Po kilku latach z miasteczka zostało zaledwie parę rozrzuconych bezładnie domów, zbyt dużych i zbyt okazałych jak na wieś. I kościół, który pośród tego gąszczu krzaków wygląda jak pomyłka. Dzisiaj w Miedziance zostało zaledwie kilku gospodarzy. Jeden z nich założył pasiekę. Tam, gdzie kiedyś był rynek pasą się teraz konie.
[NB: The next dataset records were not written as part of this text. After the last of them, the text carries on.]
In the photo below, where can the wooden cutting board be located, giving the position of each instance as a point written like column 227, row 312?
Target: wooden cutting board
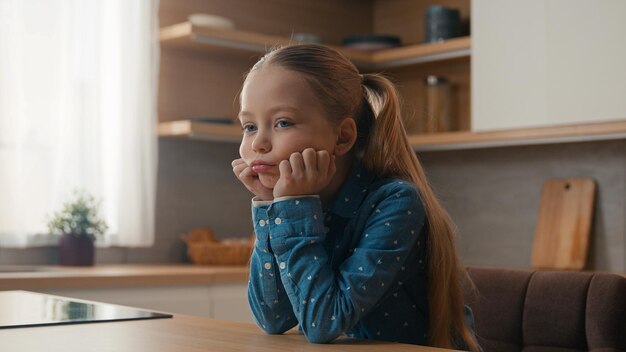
column 564, row 224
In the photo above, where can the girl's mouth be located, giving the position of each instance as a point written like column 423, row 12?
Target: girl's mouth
column 261, row 167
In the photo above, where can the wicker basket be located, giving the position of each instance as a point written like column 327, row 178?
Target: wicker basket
column 204, row 249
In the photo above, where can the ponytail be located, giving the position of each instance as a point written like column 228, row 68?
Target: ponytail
column 389, row 153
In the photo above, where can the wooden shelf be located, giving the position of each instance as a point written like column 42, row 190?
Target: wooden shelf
column 436, row 141
column 517, row 137
column 185, row 35
column 200, row 130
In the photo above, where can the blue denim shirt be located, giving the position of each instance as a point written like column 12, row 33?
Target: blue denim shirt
column 357, row 268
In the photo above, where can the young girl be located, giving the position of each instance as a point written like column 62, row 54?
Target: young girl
column 350, row 238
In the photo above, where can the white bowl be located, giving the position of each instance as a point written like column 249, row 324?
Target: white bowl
column 213, row 21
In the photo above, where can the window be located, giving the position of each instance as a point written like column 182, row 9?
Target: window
column 78, row 87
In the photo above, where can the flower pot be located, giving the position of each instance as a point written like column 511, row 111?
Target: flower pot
column 76, row 250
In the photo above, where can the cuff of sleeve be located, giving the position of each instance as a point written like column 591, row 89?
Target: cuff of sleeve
column 279, row 199
column 256, row 202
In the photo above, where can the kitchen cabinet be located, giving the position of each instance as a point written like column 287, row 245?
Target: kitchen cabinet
column 202, row 69
column 547, row 63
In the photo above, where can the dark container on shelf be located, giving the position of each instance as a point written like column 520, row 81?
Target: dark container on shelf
column 441, row 23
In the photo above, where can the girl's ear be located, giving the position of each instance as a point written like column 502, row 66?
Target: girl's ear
column 346, row 136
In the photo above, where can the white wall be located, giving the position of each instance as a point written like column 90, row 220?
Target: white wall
column 542, row 63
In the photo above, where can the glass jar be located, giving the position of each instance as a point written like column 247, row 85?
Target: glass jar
column 437, row 105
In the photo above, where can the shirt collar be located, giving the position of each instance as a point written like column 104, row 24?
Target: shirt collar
column 352, row 191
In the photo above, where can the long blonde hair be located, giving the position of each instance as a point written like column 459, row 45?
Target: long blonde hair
column 373, row 102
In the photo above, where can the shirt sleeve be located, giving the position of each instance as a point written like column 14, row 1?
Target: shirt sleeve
column 328, row 304
column 268, row 301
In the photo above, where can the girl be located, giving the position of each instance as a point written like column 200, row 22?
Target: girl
column 350, row 238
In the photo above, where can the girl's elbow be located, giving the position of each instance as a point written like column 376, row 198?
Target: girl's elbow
column 273, row 330
column 320, row 336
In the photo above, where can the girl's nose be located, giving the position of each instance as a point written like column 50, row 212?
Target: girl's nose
column 261, row 143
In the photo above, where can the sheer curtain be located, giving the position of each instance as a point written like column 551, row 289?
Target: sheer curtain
column 78, row 86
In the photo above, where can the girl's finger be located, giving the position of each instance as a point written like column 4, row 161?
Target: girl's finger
column 297, row 165
column 285, row 169
column 310, row 162
column 323, row 161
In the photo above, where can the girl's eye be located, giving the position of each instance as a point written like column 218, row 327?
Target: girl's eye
column 249, row 128
column 283, row 123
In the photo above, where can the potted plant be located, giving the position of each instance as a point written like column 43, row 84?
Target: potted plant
column 79, row 225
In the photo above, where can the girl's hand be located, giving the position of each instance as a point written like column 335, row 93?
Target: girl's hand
column 305, row 173
column 251, row 180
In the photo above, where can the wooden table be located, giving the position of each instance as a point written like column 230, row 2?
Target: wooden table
column 178, row 334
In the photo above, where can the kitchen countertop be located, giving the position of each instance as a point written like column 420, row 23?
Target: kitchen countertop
column 33, row 277
column 180, row 334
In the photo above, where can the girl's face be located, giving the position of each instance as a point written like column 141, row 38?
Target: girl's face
column 280, row 115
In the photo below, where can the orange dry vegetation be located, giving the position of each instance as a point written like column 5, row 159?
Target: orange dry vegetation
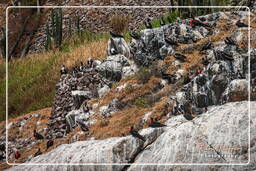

Dlaczego miasteczko z siedmiowiekową tradycją zniknęło? Czy stało się tak na skutek zniszczeń spowodowanych wydobyciem uranu prowadzonym tutaj w latach 1948–52? Czy opowieści o szkodach górniczych zostały wymyślone przez władzę jako pretekst do wyburzenia miasta i ukrycia tajemnicy z przeszłości? Filip Springer przez ponad dwa lata szukał na te pytania odpowiedzi, które zawarł na kartach wspomnianej książki.